Las aguas fueron recobrando la calma poco a poco, pero todavía llegaban al rompiente grandes olas de rizada cresta. Algunos de los náufragos se asían a los pecios flotantes; otros se mecían en el agua como si estuvieran muertos. Dos o tres de ellos nadaban penosamente, tratando de ganar la isla.
—Todavía no ha terminado —dijo Nino Ferrari.
Transcurrieron varios segundos, largos, inexorables, durante los cuales permanecimos los tres de pie, junto al agua, en absoluto y expectante silencio. Por fin, una tras otra, estallaron las cuatro cargas submarinas…
Vimos aparecer de nuevo los espesos surtidores de agua, y saltar los cuerpos violentamente para volver a caer como gotas de una fantástica fuente. Del fondo del océano surgieron, proyectados en extraña cabalgata, arena, peces y algas. La superficie del agua se agitaba como una ennegrecida masa de lava.
Los nadadores habían desaparecido. Sólo quedaban, balanceándose grotescamente en el agua, algunas formas inertes…
Durante lo que nos parecieron largas horas, aunque no pudieron ser más que breves minutos, permanecimos en la playa como hieráticas estatuas que contemplaran horrorizadas el último acto de una sangrienta tragedia clásica.
El mar se calmó y el sol poniente le cubrió con su velo de oro y púrpura.
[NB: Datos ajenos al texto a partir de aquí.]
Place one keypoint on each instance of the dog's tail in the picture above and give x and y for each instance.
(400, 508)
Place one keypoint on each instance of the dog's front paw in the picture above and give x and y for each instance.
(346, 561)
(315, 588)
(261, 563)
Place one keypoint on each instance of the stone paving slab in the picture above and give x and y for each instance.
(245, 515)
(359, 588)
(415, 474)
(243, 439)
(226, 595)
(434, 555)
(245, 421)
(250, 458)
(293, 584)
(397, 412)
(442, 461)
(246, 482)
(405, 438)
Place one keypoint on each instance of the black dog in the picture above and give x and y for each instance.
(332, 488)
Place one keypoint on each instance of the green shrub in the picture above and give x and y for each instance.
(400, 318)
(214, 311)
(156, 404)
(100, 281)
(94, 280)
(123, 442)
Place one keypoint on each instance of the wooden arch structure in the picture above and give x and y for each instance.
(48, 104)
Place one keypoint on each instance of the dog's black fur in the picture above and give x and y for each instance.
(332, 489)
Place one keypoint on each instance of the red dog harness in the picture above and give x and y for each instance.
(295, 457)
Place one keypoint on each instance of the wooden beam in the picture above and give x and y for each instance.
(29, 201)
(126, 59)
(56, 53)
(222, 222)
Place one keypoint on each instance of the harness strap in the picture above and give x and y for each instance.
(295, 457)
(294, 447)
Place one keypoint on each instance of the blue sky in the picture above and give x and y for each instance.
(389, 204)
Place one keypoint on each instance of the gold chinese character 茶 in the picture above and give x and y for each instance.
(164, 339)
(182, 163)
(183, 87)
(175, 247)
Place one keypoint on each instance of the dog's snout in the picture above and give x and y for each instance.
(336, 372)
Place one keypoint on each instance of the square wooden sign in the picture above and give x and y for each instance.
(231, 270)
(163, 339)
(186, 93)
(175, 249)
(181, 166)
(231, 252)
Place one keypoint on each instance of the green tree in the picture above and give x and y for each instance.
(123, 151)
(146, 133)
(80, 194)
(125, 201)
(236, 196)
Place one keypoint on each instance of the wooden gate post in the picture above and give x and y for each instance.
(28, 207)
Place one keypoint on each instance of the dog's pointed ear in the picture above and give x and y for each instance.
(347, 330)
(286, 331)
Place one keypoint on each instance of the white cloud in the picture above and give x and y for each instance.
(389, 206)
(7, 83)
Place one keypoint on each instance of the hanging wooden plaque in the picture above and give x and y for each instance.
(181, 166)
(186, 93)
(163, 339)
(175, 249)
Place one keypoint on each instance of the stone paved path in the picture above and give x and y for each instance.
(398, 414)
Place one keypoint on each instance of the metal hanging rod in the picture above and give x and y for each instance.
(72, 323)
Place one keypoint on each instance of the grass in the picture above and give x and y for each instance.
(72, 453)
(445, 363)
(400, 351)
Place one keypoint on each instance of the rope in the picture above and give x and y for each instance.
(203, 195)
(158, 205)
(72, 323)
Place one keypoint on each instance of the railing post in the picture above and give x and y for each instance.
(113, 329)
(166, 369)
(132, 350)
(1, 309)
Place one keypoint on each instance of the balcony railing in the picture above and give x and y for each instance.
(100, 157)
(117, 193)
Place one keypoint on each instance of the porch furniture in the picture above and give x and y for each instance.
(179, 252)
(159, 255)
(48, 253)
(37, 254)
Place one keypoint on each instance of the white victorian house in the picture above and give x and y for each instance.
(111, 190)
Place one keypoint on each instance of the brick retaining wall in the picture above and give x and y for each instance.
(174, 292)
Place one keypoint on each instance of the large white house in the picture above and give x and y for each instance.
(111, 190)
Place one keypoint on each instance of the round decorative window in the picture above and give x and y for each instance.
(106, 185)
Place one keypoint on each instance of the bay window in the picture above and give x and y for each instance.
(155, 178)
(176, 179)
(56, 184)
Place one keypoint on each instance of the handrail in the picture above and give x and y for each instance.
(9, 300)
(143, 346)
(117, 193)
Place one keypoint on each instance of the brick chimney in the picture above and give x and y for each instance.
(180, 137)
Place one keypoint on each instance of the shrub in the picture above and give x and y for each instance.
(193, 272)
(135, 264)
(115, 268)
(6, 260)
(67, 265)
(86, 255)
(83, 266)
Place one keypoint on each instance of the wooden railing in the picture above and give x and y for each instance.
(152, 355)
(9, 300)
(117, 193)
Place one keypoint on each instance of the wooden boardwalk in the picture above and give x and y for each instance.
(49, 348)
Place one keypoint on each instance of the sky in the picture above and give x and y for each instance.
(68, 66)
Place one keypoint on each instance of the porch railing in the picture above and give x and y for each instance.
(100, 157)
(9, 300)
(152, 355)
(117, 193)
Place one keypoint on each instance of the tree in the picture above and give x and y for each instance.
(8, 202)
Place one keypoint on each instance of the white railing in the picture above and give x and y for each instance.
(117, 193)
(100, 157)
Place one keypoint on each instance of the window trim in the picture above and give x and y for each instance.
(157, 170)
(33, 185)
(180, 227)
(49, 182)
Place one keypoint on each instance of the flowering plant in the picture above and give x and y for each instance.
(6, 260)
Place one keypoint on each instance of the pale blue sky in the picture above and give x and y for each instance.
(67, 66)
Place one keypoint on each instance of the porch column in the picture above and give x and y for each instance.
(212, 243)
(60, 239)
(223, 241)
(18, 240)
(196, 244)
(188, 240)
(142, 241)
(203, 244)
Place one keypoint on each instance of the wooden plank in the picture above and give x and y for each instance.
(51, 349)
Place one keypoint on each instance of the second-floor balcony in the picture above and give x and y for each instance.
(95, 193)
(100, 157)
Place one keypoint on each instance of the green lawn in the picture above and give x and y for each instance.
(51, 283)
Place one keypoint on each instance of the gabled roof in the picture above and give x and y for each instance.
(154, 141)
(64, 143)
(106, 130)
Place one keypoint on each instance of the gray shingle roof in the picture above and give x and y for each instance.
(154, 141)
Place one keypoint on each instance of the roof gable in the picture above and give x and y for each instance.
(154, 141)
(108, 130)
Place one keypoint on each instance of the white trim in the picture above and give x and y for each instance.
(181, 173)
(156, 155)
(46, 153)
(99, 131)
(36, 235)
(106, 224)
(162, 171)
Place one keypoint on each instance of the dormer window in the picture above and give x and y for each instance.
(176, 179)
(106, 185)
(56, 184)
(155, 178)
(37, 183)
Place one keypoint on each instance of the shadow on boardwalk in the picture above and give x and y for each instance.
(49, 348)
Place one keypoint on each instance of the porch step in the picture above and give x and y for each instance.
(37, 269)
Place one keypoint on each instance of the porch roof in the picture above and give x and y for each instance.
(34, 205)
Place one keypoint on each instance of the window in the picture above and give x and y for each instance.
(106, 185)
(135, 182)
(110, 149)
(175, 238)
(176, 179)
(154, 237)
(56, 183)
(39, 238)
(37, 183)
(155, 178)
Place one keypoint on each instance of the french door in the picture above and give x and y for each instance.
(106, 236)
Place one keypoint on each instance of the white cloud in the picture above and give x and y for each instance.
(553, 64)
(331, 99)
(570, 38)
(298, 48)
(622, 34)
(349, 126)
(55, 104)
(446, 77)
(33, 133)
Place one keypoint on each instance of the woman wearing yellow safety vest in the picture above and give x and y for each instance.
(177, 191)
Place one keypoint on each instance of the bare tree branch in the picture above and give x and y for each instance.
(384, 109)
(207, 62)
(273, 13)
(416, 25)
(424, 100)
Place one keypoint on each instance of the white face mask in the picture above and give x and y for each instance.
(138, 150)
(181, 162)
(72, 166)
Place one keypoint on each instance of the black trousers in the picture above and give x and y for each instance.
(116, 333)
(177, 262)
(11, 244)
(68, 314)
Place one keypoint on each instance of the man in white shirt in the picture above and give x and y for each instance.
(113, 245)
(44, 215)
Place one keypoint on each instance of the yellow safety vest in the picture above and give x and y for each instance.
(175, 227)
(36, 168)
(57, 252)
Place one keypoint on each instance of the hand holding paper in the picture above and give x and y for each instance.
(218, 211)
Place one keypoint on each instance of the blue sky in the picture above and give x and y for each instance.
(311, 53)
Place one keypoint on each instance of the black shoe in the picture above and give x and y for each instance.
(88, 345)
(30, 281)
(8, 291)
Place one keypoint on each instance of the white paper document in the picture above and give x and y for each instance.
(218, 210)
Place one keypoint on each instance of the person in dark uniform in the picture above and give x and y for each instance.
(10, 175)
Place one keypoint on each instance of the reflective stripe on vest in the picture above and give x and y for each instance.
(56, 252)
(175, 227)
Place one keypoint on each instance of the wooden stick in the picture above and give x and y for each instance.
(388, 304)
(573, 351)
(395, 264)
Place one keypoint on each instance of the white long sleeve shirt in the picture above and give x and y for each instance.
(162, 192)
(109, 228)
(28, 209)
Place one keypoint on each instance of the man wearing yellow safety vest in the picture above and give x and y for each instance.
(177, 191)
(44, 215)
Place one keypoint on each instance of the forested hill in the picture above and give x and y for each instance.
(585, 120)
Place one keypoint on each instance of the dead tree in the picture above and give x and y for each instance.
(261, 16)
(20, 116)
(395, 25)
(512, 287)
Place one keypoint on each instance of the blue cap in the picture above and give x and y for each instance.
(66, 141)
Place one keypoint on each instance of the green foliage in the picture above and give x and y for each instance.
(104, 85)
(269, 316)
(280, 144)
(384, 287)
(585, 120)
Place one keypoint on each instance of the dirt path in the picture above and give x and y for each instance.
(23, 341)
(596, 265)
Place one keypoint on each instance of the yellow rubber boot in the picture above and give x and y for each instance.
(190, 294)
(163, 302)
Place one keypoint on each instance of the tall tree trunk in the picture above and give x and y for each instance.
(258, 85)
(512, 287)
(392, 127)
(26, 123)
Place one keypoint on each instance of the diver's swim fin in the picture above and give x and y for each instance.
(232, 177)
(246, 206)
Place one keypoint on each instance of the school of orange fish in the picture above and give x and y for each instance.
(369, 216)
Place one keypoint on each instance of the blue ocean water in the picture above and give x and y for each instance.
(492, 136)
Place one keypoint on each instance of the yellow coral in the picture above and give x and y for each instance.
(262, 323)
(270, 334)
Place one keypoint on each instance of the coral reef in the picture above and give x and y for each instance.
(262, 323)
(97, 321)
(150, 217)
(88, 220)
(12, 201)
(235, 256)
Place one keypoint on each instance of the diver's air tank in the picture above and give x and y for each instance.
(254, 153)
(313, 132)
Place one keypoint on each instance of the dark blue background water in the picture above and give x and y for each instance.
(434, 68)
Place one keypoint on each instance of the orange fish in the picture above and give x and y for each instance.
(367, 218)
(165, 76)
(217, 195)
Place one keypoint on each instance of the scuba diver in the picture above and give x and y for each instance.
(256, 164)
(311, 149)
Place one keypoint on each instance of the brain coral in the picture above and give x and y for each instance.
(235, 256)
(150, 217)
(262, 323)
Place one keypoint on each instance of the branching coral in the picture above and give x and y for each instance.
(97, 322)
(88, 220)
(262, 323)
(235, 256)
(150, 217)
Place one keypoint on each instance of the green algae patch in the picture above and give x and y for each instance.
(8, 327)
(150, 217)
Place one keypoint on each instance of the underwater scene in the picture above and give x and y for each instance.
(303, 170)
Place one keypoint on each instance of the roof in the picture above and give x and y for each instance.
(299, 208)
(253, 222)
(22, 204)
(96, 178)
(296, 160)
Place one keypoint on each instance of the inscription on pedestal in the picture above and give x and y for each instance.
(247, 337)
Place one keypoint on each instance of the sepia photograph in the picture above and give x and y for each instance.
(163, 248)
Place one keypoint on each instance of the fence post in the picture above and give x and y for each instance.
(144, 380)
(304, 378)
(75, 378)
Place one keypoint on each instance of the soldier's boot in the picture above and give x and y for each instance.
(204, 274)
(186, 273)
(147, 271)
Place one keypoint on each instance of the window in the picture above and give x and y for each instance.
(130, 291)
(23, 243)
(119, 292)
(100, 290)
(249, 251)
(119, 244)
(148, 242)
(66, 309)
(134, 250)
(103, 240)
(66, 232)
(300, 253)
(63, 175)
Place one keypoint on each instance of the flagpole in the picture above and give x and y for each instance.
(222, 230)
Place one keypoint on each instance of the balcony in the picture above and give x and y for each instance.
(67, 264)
Sólo las agudas aletas de los tiburones se agitaban inquietas sobre la inmensa tumba.
Pat Mitchell y yo ascendimos lentamente por la playa en dirección a la tienda.
Al mirar hacia atrás vi, todavía inmóvil junto al agua, la cerceña y despiadada silueta de Nino Ferrari. Tenía el cuerpo erecto y la cabeza erguida. Protegiéndose los ojos con la mano, contemplaba impasible las sangrientas aguas.
Su sombra, alargada y deformada por los últimos rayos del sol, yacía junto a él… como una horca en la arena.